# Lesson 5 Conditionals and Controls

by Kristen Sosulski

Welcome to lesson 5. In this lesson, you will be introduced comparison operators, logical operators, conditional statements, iteration and looping.

Follow along with this tutorial by creating a new ipython notebook named lesson05.ipynb and entering the code snippets presented.

Outline

• Comparison operators
• Logical operators
• Conditional statements
• Conditionals and DataFrames
• Control structures
• Summary
• Exercise 5.1
• Exercise 5.2
• Assignment 5

## 5.1 Comparison operators

Early on in lesson 1, we learned about different types of mathematical operators including: `+`, `-`, `*,` and `/`. Aside from these operators, there comparative and logical operators that are used to evaluate conditions based on `bool` values. Boolean values are either `True` or `False`.
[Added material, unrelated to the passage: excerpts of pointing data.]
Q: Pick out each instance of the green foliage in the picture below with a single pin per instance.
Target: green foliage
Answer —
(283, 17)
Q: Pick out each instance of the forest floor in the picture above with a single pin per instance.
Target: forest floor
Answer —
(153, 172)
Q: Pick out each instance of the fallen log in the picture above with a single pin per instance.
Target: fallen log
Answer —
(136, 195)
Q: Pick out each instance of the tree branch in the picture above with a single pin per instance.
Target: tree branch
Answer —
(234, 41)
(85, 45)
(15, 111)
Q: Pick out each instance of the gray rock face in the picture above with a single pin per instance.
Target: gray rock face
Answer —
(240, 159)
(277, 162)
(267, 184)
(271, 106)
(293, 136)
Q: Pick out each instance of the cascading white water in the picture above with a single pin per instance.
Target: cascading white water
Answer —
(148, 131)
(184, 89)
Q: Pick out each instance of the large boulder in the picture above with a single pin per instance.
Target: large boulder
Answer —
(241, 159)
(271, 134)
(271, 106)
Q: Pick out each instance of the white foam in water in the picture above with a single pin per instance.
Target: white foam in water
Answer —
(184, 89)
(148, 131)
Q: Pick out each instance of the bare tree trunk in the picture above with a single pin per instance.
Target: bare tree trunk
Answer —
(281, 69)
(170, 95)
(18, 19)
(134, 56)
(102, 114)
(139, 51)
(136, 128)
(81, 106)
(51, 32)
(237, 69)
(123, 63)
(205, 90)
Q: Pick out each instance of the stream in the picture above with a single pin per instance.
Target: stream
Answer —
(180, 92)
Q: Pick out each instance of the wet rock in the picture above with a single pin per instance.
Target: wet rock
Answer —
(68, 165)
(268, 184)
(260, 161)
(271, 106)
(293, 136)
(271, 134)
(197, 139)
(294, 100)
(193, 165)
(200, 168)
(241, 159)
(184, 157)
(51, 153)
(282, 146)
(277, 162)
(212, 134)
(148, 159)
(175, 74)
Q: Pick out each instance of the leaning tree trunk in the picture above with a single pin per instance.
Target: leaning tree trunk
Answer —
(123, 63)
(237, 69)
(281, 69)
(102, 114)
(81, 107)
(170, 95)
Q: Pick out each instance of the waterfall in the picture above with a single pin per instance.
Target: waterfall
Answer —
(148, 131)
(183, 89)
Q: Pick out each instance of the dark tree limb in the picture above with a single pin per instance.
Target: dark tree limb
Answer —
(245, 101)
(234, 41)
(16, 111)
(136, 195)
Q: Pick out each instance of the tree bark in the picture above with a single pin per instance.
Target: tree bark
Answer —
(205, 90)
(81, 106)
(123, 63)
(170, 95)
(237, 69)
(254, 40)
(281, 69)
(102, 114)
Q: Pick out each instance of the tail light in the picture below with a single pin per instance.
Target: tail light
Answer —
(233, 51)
Let’s start with understanding comparison operations as presented in the table below:

Less than < 4 < 10 `True`
Less than or equal to <= 4 <= 4 `True`
Greater than > 11 > 12 `False`
Greater than or equal to >= 4 >= 4 `True`
Equal to == 3 == 2 `False`
Not equal to != 3 != 2 `True`

Less than

For numeric comparisons, the less than operator `<` evaluates to see if the first value is less than the second value. If it is, the value of `True` is returned. If it is not, the value of `False` is returned.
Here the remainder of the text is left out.